Analysis of SCLC samples revealed TP53 mutations in 38 (79%) of 48 evaluable patients, RB1 in 18 (58%) of 31, and PIK3CA in 14 (27%) of 52. Mutation assessment by next-generation sequencing identified TP53 mutations in 32 of 35 patients. Three patients had BRCA1 mutations, but none had point mutations thought to be associated with cancer predisposition.
After SCLC transformation (or de novo SCLC diagnosis), patients received a median of two lines of systemic therapy, most often a platinum-etoposide doublet (n=53). In 46 evaluable patients, the overall response rate was 54%. None of 17 patients responded to an immune checkpoint inhibitor, either as monotherapy or in a combination. Half of 20 evaluable patients responded to treatment with a taxane.
The patients had a median post-transformation follow-up of 8.1 months (range 0.0-26.9).

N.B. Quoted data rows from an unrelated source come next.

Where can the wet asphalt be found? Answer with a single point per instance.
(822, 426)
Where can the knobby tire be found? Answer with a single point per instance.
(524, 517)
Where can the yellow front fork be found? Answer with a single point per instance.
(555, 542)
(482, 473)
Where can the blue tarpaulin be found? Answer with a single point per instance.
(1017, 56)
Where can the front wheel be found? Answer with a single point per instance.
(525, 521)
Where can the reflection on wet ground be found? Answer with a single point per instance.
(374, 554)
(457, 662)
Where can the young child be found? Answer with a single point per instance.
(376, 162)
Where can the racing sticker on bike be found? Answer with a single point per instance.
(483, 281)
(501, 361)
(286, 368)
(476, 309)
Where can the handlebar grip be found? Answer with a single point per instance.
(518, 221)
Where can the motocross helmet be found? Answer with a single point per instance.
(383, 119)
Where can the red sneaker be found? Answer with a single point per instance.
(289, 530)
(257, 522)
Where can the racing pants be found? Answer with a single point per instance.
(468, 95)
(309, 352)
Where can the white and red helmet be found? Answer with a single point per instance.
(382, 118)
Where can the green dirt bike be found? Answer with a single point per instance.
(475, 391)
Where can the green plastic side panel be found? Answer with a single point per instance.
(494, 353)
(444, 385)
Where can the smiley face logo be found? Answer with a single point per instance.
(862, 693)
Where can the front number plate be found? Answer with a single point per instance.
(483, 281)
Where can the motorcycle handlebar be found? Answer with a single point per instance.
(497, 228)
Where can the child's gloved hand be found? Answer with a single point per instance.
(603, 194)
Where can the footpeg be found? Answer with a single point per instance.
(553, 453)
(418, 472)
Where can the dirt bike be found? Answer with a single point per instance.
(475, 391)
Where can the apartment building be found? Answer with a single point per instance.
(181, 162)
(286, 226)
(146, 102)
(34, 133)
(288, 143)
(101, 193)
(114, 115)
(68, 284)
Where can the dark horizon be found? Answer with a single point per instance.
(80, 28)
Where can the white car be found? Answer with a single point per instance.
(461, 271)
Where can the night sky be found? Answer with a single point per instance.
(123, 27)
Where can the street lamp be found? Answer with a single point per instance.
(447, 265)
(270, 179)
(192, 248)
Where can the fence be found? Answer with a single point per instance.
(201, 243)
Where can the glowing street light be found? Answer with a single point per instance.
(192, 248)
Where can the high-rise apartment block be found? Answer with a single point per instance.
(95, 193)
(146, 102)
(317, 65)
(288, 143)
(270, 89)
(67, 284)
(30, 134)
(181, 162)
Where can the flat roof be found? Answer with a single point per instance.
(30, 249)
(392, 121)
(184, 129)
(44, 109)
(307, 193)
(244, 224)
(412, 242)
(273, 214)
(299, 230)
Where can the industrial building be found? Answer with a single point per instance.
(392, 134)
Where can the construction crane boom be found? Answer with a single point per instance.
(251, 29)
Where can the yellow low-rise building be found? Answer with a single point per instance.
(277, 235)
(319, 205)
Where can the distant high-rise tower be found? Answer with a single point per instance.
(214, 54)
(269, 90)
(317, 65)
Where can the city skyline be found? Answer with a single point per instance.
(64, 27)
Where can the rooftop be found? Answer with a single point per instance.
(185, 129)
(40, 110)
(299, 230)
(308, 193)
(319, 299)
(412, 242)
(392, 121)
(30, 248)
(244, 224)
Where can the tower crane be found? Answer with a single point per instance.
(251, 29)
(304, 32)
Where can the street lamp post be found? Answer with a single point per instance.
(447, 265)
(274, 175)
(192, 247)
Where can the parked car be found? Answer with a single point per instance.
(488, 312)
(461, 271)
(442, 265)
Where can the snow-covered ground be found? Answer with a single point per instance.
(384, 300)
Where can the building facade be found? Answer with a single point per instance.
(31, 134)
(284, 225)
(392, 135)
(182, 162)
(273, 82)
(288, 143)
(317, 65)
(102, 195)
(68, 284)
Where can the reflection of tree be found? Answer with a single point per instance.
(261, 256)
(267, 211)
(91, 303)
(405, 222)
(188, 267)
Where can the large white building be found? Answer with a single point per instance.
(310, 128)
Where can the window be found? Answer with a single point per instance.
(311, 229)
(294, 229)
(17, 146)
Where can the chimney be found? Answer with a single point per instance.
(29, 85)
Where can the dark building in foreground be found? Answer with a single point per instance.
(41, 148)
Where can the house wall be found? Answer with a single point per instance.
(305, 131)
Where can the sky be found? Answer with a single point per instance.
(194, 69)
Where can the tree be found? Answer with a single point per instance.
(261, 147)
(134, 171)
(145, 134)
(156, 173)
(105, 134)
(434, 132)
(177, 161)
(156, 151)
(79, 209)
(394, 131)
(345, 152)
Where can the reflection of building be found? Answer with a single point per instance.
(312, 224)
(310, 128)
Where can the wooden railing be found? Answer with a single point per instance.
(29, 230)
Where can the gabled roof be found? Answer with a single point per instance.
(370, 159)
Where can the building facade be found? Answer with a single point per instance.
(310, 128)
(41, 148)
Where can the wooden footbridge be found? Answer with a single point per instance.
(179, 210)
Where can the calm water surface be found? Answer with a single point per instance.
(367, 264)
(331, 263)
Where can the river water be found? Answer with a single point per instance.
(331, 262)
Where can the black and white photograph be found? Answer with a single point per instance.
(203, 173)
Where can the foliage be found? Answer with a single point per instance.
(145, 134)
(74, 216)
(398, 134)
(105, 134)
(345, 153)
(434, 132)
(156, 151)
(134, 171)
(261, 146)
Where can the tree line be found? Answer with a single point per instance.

Median overall survival from initial diagnosis was 31.5 months, and the median survival from transformation was 10.9 months.
“We still have a lot to learn about these cancers and how they are related to regular small cell lung cancer and what the optimal treatments are,” Piotrowska told MedPage Today. “One of the things that I hope will come from this study, seeing the number of patients we can get with this type of cross-institutional collaboration, is that it makes us hopeful that we might be able to design clinical trials specifically for patients with small cell, transformed, EGFR-mutant lung cancer.”
Sequist disclosed relationships with AstraZeneca, Genentech, Bristol-Myers Squibb, Pfizer, Merrimack Pharmaceuticals, Boehringer Ingelheim, Clovis Oncology, Novartis, Johnson & Johnson, Merck, Guardant Health, and Incyte.